Hampir Setahun Menjabat, Janji “Sukabumi Mubarrakah” Dinilai Jauh Panggang dari Api
KRIMSUSPOLRI.COM||SUKABUMI — Ketua Umum Barisan Rakyat, Rizal Gunawan, melontarkan kritik keras terhadap pemerintahan Kabupaten Sukabumi di bawah kepemimpinan Bupati Asep Japar. Ia menilai slogan kampanye “Sukabumi Mubarrakah” hingga kini tak lebih dari jargon politik yang miskin realisasi.
Menurut Rizal, sejak awal masa kampanye pasangan Asep Japar–Andreas telah memamerkan belasan janji manis yang disampaikan secara terbuka dalam debat pertama di Auditorium Universitas Nusa Putra, serta bedah visi-misi yang disiarkan langsung melalui live streaming media sosial pada 2024 lalu. Namun, janji-janji tersebut dinilai belum bertransformasi menjadi kebijakan nyata.

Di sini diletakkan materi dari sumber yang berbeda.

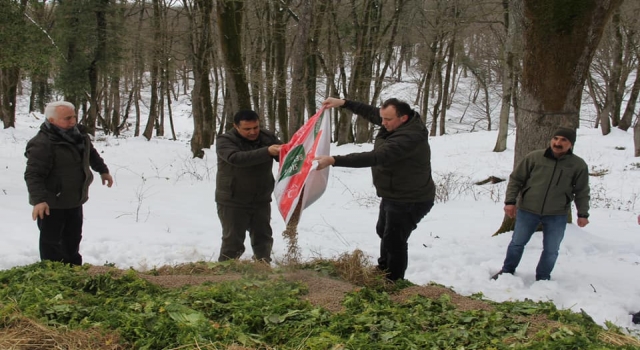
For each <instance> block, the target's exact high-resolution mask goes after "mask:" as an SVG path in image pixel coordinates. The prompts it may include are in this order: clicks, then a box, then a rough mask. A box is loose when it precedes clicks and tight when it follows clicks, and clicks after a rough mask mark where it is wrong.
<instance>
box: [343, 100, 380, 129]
mask: <svg viewBox="0 0 640 350" xmlns="http://www.w3.org/2000/svg"><path fill="white" fill-rule="evenodd" d="M342 108H346V109H348V110H350V111H351V112H353V113H354V114H357V115H359V116H361V117H363V118H365V119H366V120H368V121H369V122H370V123H372V124H375V125H382V118H381V117H380V108H378V107H374V106H370V105H368V104H364V103H360V102H356V101H350V100H344V105H342Z"/></svg>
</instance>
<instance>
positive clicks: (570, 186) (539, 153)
mask: <svg viewBox="0 0 640 350" xmlns="http://www.w3.org/2000/svg"><path fill="white" fill-rule="evenodd" d="M575 142H576V132H575V131H574V130H572V129H568V128H559V129H558V130H556V131H555V132H554V134H553V137H552V139H551V142H550V145H549V147H548V148H546V149H541V150H537V151H533V152H531V153H529V154H528V155H526V156H525V158H524V159H523V160H522V161H521V162H520V163H519V164H518V165H517V166H516V168H515V169H514V170H513V172H512V173H511V176H510V177H509V184H508V185H507V193H506V195H505V202H504V203H505V206H504V212H505V214H506V215H507V216H509V217H510V218H514V217H515V218H516V224H515V228H514V230H513V236H512V238H511V243H509V247H508V248H507V256H506V258H505V260H504V264H503V266H502V269H501V270H500V271H499V272H498V273H496V274H495V275H493V277H492V278H493V279H497V278H498V276H500V275H501V274H503V273H509V274H513V273H514V272H515V271H516V268H517V267H518V264H519V263H520V259H521V258H522V254H523V252H524V247H525V245H527V243H528V242H529V240H530V239H531V236H532V235H533V233H534V232H535V230H536V228H537V227H538V225H539V224H542V237H543V238H542V245H543V248H542V254H541V255H540V260H539V261H538V266H537V268H536V281H539V280H548V279H550V278H551V271H552V270H553V267H554V266H555V263H556V260H557V259H558V250H559V249H560V243H561V242H562V239H563V238H564V231H565V228H566V226H567V215H568V213H569V210H571V202H572V201H574V200H575V203H576V208H577V209H578V220H577V223H578V226H580V227H585V226H586V225H587V224H589V219H588V218H589V168H588V166H587V163H585V161H584V160H582V158H580V157H578V156H576V155H575V154H573V145H574V144H575ZM518 195H520V200H519V202H518V207H517V209H516V198H517V197H518Z"/></svg>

“Mulai dari pembangunan dan perbaikan jalan kabupaten, program bedah rumah bagi warga pra-sejahtera, satu desa satu dokter, hingga janji mempermudah akses pupuk murah bagi petani. Semua itu terdengar indah saat kampanye, tapi hampir satu tahun menjabat, masyarakat masih bertanya: mana realisasinya?” tegas Rizal.
Ia menilai, menjelang satu tahun kepemimpinan, pemerintahan Asep Japar justru jauh dari makna mubarrakah yang menjanjikan keberkahan dan kesejahteraan. Dampak nyata bagi masyarakat belum terasa, sementara persoalan klasik seperti infrastruktur rusak, keterbatasan layanan kesehatan, dan keluhan petani soal pupuk terus berulang.

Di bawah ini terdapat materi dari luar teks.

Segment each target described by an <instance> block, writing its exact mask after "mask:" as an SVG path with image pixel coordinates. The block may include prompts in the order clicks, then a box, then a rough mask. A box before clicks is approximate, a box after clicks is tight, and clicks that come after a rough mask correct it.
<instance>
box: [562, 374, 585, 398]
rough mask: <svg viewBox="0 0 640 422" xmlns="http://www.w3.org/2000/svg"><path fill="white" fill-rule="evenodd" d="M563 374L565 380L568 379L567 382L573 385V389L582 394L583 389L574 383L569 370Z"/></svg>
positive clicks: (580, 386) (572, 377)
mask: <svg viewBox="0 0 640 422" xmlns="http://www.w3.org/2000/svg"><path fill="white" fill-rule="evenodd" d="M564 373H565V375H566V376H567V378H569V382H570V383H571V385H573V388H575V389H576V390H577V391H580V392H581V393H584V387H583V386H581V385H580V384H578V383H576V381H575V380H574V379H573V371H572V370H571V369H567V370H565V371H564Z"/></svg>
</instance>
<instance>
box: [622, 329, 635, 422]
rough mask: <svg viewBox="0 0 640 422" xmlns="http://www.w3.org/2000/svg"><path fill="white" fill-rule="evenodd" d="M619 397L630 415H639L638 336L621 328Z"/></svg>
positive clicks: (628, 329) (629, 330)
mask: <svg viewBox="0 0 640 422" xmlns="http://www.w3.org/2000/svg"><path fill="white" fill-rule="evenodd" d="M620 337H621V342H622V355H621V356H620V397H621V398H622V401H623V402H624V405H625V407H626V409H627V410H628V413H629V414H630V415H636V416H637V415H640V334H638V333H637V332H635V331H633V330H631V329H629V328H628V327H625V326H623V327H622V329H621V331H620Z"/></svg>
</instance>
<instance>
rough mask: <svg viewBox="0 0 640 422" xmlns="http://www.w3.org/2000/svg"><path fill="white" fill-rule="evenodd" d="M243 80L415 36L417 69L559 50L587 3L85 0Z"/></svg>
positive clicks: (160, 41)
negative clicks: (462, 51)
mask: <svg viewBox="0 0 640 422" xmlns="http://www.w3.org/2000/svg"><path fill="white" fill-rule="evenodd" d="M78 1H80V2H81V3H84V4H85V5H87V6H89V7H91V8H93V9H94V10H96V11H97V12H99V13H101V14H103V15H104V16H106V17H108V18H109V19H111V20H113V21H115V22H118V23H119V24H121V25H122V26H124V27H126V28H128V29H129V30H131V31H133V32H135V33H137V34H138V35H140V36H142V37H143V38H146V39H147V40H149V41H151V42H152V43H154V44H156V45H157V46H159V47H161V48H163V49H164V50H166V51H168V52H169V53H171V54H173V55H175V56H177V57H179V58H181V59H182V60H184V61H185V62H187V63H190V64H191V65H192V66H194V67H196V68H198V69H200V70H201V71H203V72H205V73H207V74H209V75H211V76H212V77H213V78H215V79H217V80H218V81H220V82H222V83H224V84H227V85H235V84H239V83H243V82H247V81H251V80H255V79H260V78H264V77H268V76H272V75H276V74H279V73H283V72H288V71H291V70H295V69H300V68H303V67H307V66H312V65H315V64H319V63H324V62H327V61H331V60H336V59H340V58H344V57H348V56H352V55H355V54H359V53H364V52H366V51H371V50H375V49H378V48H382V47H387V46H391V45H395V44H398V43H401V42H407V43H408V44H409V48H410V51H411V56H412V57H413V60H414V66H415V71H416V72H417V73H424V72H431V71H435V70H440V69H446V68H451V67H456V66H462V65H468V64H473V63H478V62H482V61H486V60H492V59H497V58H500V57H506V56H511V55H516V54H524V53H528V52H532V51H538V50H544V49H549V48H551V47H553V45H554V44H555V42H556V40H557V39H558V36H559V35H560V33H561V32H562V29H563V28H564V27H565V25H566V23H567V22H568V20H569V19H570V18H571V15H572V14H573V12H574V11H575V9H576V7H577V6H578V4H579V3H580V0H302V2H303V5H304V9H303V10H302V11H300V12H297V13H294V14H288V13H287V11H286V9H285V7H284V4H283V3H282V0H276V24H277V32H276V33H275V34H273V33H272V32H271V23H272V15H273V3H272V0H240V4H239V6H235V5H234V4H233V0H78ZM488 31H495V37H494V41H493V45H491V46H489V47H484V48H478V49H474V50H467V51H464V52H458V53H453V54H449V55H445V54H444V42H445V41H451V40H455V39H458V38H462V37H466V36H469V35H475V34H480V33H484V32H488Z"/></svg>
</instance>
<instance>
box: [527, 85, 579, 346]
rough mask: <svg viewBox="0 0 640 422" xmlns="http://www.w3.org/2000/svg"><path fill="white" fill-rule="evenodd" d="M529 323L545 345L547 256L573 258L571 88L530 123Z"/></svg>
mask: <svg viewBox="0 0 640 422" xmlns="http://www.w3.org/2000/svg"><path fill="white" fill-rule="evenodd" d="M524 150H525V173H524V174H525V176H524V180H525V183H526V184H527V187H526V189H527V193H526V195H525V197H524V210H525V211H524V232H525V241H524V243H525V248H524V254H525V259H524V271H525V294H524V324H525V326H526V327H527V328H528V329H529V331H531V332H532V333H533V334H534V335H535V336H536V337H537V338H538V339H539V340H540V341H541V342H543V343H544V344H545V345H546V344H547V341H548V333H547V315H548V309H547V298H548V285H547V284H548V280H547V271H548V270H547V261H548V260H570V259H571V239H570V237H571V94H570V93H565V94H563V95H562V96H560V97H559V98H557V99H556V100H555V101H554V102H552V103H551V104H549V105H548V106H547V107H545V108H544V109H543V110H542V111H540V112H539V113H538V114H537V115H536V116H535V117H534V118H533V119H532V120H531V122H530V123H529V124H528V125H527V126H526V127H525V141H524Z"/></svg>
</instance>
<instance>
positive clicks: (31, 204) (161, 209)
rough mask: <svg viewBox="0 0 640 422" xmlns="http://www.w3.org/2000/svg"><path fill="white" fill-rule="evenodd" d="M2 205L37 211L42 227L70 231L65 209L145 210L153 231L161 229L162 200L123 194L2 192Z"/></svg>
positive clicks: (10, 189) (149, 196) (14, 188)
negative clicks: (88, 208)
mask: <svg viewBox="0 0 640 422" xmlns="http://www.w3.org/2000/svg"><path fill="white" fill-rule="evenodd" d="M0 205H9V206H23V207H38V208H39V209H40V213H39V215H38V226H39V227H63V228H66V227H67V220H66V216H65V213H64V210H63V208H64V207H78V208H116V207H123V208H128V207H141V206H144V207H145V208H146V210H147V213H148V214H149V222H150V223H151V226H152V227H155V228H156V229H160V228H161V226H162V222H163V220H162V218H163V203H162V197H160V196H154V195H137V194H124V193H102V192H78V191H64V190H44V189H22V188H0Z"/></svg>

“Slogan besar seharusnya diikuti tindakan besar. Tapi faktanya, hingga hari ini, jalan rusak masih jadi pemandangan biasa, program rutilahu belum menyentuh kebutuhan riil, dokter masih langka di desa, dan pupuk tetap jadi momok bagi petani,” sindirnya.
Rizal bahkan menilai kinerja Pemkab Sukabumi terkesan lamban dan tidak becus. Ia menyinggung bagaimana Gubernur Jawa Barat Dedi Mulyadi kerap menyentil Pemerintah Kabupaten Sukabumi melalui media sosial.

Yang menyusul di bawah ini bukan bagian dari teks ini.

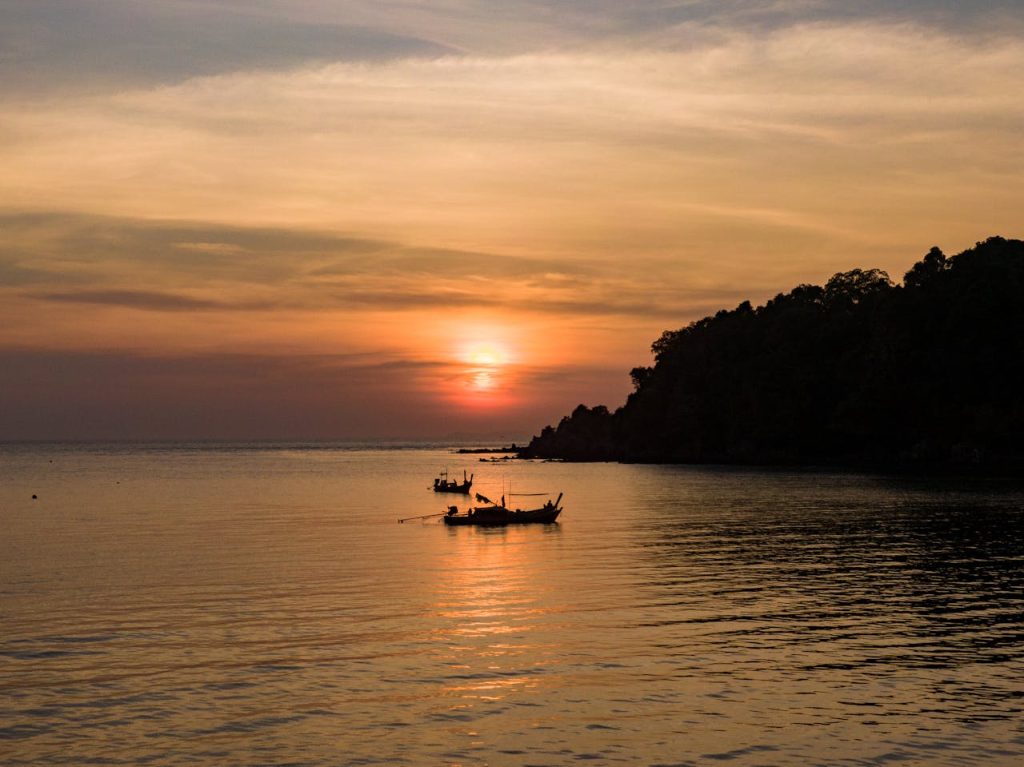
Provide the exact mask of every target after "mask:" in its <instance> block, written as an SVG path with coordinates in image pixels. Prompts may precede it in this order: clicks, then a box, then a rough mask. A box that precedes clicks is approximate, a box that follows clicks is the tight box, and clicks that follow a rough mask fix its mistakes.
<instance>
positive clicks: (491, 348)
mask: <svg viewBox="0 0 1024 767" xmlns="http://www.w3.org/2000/svg"><path fill="white" fill-rule="evenodd" d="M467 357H468V359H469V361H470V363H471V364H472V365H476V366H480V367H483V368H497V367H499V366H501V365H504V364H505V361H506V359H507V355H506V354H505V352H504V351H503V350H502V349H501V348H500V347H499V346H498V345H497V344H479V345H476V346H473V347H472V348H470V350H469V352H468V354H467Z"/></svg>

“Kami sebagai masyarakat merasa malu. Daerah sebesar Sukabumi justru sering jadi contoh buruk di ruang publik,” imbuhnya.
Barisan Rakyat, kata Rizal, mendesak Bupati Asep Japar segera mengambil langkah konkret dan berbenah serius. Menurutnya, kritik ini bukan sekadar serangan politik, melainkan alarm keras agar kepercayaan publik tidak semakin tergerus.
“Kami ingin Asep Japar tumbuh dari kritik. Jangan anggap ini simbolis. Jadikan bahan evaluasi sungguh-sungguh, karena nasib Sukabumi ditentukan oleh rezim hari ini: menuju kesejahteraan atau justru sebaliknya,” pungkas Rizal Gunawan.